Correlation Between Pigmentation and Antifouling Compounds Found in Pseudoalteromoas Spongae

 

Tyler McDermott

Andrew Wier, PhD

Pace University – UG Blog October

Title:img_7090Correlation between pigmentation and antifouling compounds found in the marine Pseudoalteromoas spongae, an antimicrobial producing bacterium associated with eggs of the Hawaiian Bobtail squid, Euprymna scolopes

Purpose:

Pseudoalteromoas spongae is a pigmented microbial organism commonly found upon the surface of Hawaiian Bobtail Squid eggs, and serves a symbiotic purpose that seems mutually beneficial to both the microbe and the eggs. The bacterium is understood to withhold antifouling properties, at the biochemical level, that we wish to further understand. There may be naturally occurring compounds within the organism that prevent biofouling that we can identify, extract, and maybe even utilize for future protection of marine surfaces.

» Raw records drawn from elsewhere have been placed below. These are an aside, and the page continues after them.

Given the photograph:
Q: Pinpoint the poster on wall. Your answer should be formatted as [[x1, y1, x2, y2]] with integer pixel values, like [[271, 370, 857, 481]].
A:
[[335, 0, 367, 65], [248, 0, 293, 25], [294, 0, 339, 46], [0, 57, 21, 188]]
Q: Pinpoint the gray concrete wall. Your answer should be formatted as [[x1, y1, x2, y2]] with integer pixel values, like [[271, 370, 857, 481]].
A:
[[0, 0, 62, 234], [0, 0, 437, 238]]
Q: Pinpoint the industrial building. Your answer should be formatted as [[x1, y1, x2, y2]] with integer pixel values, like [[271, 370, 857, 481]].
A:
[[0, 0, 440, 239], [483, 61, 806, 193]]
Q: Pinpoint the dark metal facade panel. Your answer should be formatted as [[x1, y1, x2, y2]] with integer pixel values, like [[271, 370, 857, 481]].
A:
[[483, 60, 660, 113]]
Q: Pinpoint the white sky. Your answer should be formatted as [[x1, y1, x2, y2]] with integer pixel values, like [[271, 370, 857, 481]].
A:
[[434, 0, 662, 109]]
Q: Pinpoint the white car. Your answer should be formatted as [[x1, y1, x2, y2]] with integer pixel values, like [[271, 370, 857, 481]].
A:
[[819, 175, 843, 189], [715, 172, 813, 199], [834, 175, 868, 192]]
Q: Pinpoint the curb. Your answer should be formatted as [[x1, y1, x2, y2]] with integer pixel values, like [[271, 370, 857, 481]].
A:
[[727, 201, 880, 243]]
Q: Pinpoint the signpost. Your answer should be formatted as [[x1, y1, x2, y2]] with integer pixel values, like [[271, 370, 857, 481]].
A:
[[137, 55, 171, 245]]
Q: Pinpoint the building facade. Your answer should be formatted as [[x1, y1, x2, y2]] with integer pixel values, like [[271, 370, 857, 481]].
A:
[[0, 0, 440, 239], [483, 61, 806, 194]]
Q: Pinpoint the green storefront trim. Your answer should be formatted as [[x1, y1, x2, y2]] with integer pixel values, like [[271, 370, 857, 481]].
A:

Furthermore, there may be a correlation between the orange pigmentation of the microbe and these antifouling compounds.

Goals:

We are looking to define the correlation between the pigmentation and antifouling compounds of Pseudoalteromoas spongae at a significant biochemical level.  Microbes are frequently researched for their negative effects on the physiological nature of living organisms, so we look forward to identifying a positive characteristic carried in a rare microorganism. Furthermore, we are constructing a presentation at the annual American Society of Microbiology meeting (2017).

Methods:

Common laboratory techniques for cultured strains include catalase tests, polymerase chain reaction, coagulase tests, gram staining, oxidase tests, agar varieties, broth varieties, and more. The correlation and utilization of several microbiological techniques will allow us to investigate the biochemical properties of this organism.